Lawmakers May Push for a Special Session to Change ‘Count My Vote’ Compromise

While there won’t be a special legislative session this fall on Medicaid expansion, there very well may be one on changing Utah election law – specifically SB54.

And that could end up a real dogfight – especially if GOP legislators try to throw party candidate nomination decisions back to party convention delegates if no candidate gets more than 50 percent of the primary vote.

Count My Vote leaders have already said such a move would violate the spirit of the SB54 grand compromise – where CMV agreed to stop its initiative petition in 2014 if legislators agreed to allow an alternative route to a party ballot via signature gathering by candidates.

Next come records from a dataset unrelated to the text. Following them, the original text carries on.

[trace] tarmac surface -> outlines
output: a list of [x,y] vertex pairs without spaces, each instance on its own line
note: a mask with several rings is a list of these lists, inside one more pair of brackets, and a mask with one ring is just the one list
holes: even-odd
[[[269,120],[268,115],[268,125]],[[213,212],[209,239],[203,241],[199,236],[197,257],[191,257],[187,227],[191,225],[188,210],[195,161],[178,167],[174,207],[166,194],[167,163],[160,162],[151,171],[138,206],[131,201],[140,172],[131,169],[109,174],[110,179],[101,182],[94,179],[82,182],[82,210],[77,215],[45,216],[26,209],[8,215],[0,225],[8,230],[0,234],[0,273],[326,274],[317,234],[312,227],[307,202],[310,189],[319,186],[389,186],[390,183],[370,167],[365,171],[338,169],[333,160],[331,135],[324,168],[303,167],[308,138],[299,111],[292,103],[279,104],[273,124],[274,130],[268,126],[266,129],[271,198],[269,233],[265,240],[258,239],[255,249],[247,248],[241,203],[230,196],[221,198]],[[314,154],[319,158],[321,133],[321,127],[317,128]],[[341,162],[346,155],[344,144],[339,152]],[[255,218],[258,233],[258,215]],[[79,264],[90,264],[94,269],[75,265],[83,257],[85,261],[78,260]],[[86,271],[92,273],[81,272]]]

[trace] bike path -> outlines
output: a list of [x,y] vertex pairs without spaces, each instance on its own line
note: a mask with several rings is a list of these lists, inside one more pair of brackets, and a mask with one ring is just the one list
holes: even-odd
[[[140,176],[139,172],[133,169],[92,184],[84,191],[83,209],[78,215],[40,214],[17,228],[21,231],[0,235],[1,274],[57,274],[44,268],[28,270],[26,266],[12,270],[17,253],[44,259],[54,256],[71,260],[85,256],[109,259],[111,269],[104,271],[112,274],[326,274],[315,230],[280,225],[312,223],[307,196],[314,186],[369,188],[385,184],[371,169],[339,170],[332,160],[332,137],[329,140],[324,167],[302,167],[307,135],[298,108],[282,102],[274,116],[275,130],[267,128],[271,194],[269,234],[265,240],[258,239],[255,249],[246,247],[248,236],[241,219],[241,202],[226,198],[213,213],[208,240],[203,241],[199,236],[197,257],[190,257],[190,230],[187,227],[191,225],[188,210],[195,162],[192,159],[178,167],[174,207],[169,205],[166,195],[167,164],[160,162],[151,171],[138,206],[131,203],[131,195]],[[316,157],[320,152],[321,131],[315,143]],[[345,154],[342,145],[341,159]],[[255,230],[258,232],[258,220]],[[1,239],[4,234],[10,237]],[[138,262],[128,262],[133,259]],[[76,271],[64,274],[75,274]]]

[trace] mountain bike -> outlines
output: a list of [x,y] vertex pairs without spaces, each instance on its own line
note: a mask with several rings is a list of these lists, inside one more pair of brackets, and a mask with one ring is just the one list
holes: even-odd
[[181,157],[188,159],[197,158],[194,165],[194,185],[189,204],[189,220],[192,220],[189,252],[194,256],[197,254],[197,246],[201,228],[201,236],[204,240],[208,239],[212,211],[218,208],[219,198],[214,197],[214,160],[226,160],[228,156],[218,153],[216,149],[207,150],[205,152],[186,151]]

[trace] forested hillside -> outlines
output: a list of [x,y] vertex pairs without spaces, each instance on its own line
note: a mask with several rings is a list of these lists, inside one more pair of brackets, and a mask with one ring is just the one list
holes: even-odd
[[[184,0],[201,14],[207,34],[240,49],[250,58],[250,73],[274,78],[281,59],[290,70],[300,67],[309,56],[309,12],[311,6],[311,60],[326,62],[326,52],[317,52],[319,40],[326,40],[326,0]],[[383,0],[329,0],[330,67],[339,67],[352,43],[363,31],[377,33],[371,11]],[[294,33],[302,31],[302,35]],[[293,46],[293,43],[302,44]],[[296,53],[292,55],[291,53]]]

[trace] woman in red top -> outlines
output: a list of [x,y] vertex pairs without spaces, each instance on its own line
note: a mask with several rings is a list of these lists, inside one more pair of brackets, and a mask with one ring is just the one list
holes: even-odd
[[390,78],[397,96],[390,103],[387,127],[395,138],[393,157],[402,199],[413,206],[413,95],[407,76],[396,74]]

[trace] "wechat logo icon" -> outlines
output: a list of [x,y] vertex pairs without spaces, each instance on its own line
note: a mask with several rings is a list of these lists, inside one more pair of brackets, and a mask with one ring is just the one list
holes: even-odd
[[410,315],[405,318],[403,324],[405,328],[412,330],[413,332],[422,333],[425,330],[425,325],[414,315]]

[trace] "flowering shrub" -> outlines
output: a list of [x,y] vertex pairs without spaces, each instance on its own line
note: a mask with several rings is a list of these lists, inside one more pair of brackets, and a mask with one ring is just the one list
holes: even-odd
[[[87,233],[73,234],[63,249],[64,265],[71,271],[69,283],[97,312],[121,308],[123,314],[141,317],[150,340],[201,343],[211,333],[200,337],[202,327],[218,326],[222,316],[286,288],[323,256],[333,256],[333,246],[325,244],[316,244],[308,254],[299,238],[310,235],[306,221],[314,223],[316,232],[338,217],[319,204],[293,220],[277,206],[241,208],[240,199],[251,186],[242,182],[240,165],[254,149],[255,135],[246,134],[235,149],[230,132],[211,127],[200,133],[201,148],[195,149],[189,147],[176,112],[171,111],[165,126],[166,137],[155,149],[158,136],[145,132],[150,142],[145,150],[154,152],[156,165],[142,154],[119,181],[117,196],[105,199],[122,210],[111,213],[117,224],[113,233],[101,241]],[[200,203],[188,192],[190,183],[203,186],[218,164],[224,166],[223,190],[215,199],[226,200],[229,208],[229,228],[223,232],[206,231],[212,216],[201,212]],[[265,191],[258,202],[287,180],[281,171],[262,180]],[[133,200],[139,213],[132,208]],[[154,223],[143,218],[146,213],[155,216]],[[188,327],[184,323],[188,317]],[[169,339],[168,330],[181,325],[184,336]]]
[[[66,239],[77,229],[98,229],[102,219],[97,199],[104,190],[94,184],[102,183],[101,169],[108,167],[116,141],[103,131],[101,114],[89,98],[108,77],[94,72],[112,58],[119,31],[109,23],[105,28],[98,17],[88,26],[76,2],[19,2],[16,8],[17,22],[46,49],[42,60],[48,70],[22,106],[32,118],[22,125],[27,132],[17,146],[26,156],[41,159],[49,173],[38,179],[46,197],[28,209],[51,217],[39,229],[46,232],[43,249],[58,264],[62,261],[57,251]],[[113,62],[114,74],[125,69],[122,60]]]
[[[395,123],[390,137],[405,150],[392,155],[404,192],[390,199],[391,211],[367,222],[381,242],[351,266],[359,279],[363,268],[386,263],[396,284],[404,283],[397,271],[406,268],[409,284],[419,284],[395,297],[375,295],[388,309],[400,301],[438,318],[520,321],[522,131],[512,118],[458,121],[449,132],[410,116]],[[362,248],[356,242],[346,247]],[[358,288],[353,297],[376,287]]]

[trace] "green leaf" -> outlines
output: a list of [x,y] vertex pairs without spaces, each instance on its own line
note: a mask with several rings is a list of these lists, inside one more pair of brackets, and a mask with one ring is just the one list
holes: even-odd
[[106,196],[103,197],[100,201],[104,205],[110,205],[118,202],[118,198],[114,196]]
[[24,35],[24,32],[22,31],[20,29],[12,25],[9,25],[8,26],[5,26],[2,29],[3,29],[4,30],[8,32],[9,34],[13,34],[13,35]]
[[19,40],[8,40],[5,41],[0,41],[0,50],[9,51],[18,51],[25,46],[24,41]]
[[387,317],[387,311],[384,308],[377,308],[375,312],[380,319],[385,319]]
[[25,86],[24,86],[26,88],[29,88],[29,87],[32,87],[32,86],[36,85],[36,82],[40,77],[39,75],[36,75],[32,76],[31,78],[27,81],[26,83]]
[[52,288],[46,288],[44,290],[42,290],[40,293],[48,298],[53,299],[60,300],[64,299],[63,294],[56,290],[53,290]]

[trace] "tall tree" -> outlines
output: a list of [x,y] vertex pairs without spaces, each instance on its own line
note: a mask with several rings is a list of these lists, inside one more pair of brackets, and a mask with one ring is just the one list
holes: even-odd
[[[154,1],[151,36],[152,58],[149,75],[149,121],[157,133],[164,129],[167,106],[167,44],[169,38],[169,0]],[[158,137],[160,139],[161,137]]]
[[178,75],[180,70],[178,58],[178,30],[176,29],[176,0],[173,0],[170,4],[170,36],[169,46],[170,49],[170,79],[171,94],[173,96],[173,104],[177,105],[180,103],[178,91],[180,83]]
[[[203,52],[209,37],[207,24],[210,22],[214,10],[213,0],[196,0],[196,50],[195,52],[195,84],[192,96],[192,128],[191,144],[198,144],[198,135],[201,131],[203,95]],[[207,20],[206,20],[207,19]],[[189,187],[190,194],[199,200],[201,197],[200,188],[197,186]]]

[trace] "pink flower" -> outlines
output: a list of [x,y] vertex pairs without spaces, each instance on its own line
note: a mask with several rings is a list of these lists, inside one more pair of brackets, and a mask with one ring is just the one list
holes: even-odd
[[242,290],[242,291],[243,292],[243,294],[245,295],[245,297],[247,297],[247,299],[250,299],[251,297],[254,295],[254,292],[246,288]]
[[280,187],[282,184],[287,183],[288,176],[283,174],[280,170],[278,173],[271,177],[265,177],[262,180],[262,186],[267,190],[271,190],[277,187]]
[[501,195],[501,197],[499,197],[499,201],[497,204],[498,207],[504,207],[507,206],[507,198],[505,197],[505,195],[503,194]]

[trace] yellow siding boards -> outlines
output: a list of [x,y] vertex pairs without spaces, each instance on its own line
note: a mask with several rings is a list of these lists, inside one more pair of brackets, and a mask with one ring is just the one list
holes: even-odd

GOP House members met in a four-hour caucus Tuesday night in the Capitol.

Tops on the agenda was Medicaid expansion. And they decided not to support the Gang of Six’s Utah Access Plus plan.

But there was a second agenda item – a special session in October or November on “election law reform.”

A cagy UtahPolicy reporter (me) grabbed up a copy of the talking points on that subject when Republican legislators left the room, and GOP leaders prepared for a press conference of Medicaid expansion.

One of the possible discussion points for the special session (which can only be called by GOP Gov. Gary Herbert) is what to do with a plurality primary vote.

The talking point says: “nominee is chosen by the political party.”

That would mean the law would be changed to say that if no primary candidate gets at least 51 percent of the vote, the party will pick the general election candidate.

And that, of course, blunts the CMV petition and SB54, which allows a candidate to bypass the party convention delegates to get on the primary ballot via gathering a set number of voter signatures – and thus can win his party’s nomination WITHOUT going before delegates.

CMV started its petition drive in 2013 in part because organizers believe party delegates are more conservative in the Republican Party, and more liberal in the Democratic Party than are party members-at-large.

Since Republicans control state government – and have for 35 years – the result is a Governor and/or Legislature that is more conservative than the GOP voters in general – something not good for the electorate, CMV backers believe.

One of the answers CMV came up with in their petition is that ALL candidates go to a primary ballot – party delegates would have no say at all.

Fearing the petition would be passed by voters – and looking for a compromise to at least allow delegates to have some say – SB54 was put together.

Its main points are here.

SB54 provides for a dual route to a primary: A candidate can take the traditional route via the delegate vote in convention, or a candidate can collect a set number of voter signatures to make the ballot, or he can do both at the same time.

The Utah Republican Party sued the state over SB54 claiming constitutional violations – the lawsuit goes forward.

While there was no agreement in SB54 over plurality winner in a primary, both CMV and SB54 collaborators agree, it was still assumed that the candidate getting the most votes in the primary – even if under 50 percent – would win.

At the very least, CMV leaders say, they would have never agreed to SB54 if they believed at a later date GOP legislators would throw a primary decision back to party delegates if no candidate got 50 percent or more in the primary.

Also on the special session elections agenda will be changing various candidate-filing dates so that a SB54 petition route filing deadline matches up with candidates going through the convention route.

Since time must be given to gather signatures, those candidates declare they are running Jan. 1 of an election year.

Traditionally, candidates don’t file until after the Legislature adjourns – early March.

The proposed changes would have all legislative candidates – no matter what route they take – filing at the first of the year or soon after.

That means sitting legislators would know who is running against them during the general session – and may be more inclined to vote one way or another on sensitive bills/issues knowing who is planning on unseating them in the coming election.

Or, if no one files against him, or no one from his party files against him, a sitting legislator may vote more freely on sensitive issues, like a tax increase.